Il convient toutefois de relever que le mot employé couramment pour la discrimination à l'égard des juifs est antisémitisme et non pas judéophobie.

Histoire modifier

Ce terme est initialement forgé par le penseur russo-polonais Leon Pinsker en 1882 dans un essai proto-sioniste expliquant l'origine de l'antisémitisme européen et encourageant l'émancipation et l'autodétermination du peuple juif comme réponse, entre autres, aux pogroms et à la montée en puissance des écrits antisémites[1]. L'emploi du mot devient commun, en France, sous la Belle Époque, pour dénoncer l'attitude antisémite obsessionnelle d'une certaine presse ; ainsi, Le XIXe siècle écrit, en 1911 :

« En dehors de sa judéophobie originelle, La Libre Parole montre quotidiennement une haine profonde de la République et de son Gouvernement[2]. »

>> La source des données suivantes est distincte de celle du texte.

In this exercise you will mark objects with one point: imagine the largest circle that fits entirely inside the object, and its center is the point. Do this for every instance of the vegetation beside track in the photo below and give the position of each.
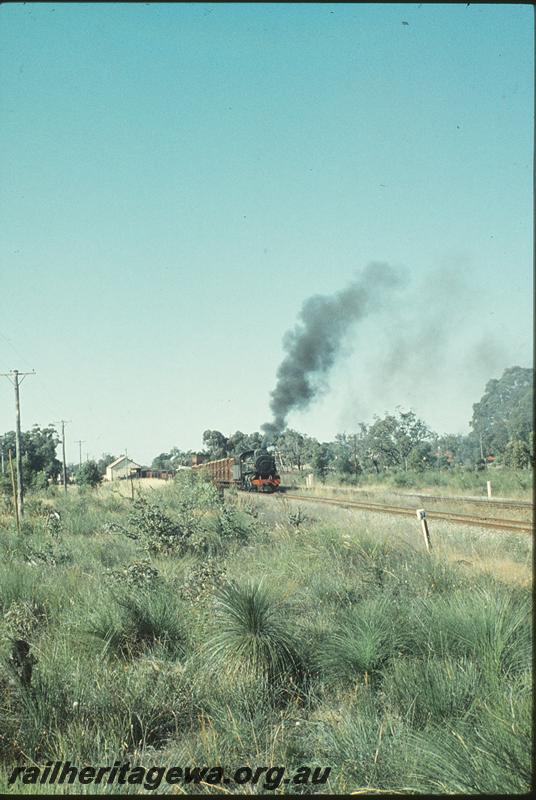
(181, 628)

Le réemploi de cette expression cherche à vraisemblablement marquer la différence entre l'antisémitisme issu du contexte sociopolitique international contemporain (ce qui permet de tenir compte de l'antisionisme) et l'antisémitisme radical associé au régime nazi et à une problématique ethnique.[réf. nécessaire]

Son usage est popularisé par la publication en 2002 d'un essai du politologue et historien des idées Pierre-André Taguieff intitulé La Nouvelle Judéophobie suivi, en 2004, de Prêcheurs de haine. Traversée de la judéophobie planétaire. Dans le premier essai, Taguieff définit la judéophobie comme :

« l'ensemble des formes historiques prises par la haine des Juifs, et plus largement par toutes les passions, croyances et conduites antijuives dont les manifestations furent (et sont) les violences, physiques ou symboliques, subies par le peuple juif. »

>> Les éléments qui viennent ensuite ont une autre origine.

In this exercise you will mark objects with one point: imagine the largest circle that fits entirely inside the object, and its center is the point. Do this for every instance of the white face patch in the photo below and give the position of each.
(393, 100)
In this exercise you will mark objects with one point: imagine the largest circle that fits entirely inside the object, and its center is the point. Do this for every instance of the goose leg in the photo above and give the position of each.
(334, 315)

Il définit l'antisémitisme comme « la forme racialiste prise par la judéophobie au cours de la seconde moitié du XIXe siècle, dans le cadre des doctrines racialistes fondées sur l'opposition Aryens/Sémites[3],[4] ».

Cette construction de néologisme à partir de la racine phobie, qui possède en psychiatrie et psychanalyse une connotation de peur bloquante, irrationnelle, d'angoisse impossible à maîtriser à propos d'un objet donné, est critiquée par certains commentateur comme Philippe Muray[5] ou le psychanalyste Daniel Sibony[6].

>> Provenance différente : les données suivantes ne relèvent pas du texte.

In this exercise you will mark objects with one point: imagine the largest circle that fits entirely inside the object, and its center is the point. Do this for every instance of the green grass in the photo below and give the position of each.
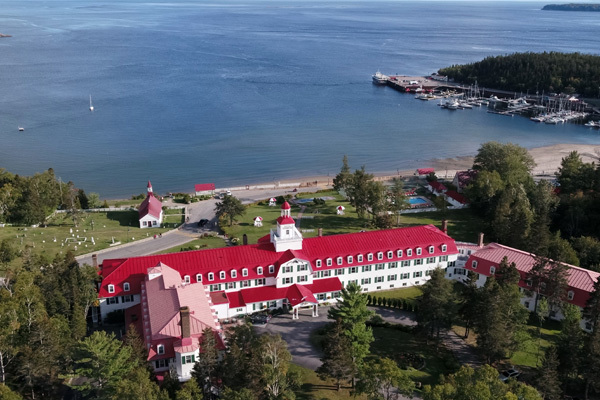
(463, 225)
(208, 242)
(123, 226)
(314, 388)
(390, 342)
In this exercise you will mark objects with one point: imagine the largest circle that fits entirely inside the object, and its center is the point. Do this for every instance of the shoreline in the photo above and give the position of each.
(547, 159)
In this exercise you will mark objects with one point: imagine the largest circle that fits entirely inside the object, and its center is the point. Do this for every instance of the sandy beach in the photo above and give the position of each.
(547, 159)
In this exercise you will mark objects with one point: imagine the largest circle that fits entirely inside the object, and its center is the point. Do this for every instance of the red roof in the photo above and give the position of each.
(453, 194)
(151, 205)
(201, 187)
(133, 270)
(437, 186)
(580, 279)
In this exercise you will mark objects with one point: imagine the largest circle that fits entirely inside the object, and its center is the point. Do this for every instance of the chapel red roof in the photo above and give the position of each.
(151, 205)
(201, 187)
(263, 254)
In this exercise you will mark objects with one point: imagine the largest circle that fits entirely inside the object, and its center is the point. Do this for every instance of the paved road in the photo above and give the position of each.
(190, 230)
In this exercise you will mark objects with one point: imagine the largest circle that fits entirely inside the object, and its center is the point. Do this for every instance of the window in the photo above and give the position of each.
(188, 359)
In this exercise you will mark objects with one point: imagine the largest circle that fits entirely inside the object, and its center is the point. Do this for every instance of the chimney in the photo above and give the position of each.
(185, 321)
(480, 239)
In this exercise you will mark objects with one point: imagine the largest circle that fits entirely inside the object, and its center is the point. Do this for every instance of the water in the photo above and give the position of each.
(242, 92)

Selon l'universitaire Bassam Tibi, d'après ses travaux sur Hannah Arendt et Bernard Lewis, « tandis que la judéophobie est de la haine et des préjugés, l'antisémitisme est une idéologie génocidaire qui identifie les Juifs au mal et appelle à leur éradication[7]. » Il rappelle également qu'« historiquement, il existe de la judéophobie dans l'Islam, mais pas d'antisémitisme »[7] et l'islamisation de l'antisémitisme européen est récent[7].

Notes et références modifier

  1. « Auto-Emancipation! ». Mahnruf an seine Stammesgenossen, Berlin, Commissiones-Verlag von W. Issleib [G. Schuhr], 1882.
  2. « Phobie », dans Le XIXe siècle, p. 1.
  3. Pierre-André Taguieff, La Nouvelle judéophobie, Odile Jacob, , « Introduction »
  4. Taguieff La Judéophobie des modernes, p. 9 : « J'en suis arrivé à la conclusion que, pour éviter d'alimenter certaines équivoques, sources de malentendus persistants et de débats inutiles, il fallait réserver le mot "antisémitisme", entendu stricto sensu, pour désigner la forme prise par la judéophobie au cours de la seconde moitié du XIXe siècle, dans le cadre des doctrines racialistes fondées sur l'opposition "Aryens/Sémites". ».
  5. Dans son livre Exercices spirituels, tome 3 :

    « Je suis frappé depuis quelques années par l'opération de médicalisation systématique dont sont l'objet tous ceux qui ne pensent pas dans la juste ligne : on les taxe de phobie. »

  6. « Homophobie, xénophobie, judéophobie… autant de mots détournés de leur sens. Ne pas aimer n'est pas phobie », dans Libération, 9 décembre 2004 :

    « Que fait-on en parlant de “phobie” ? On prétend, en pointant ces “phobies”, interdire aux gens d'avoir telle ou telle peur. Mais peut-on interdire d'avoir peur ? […] »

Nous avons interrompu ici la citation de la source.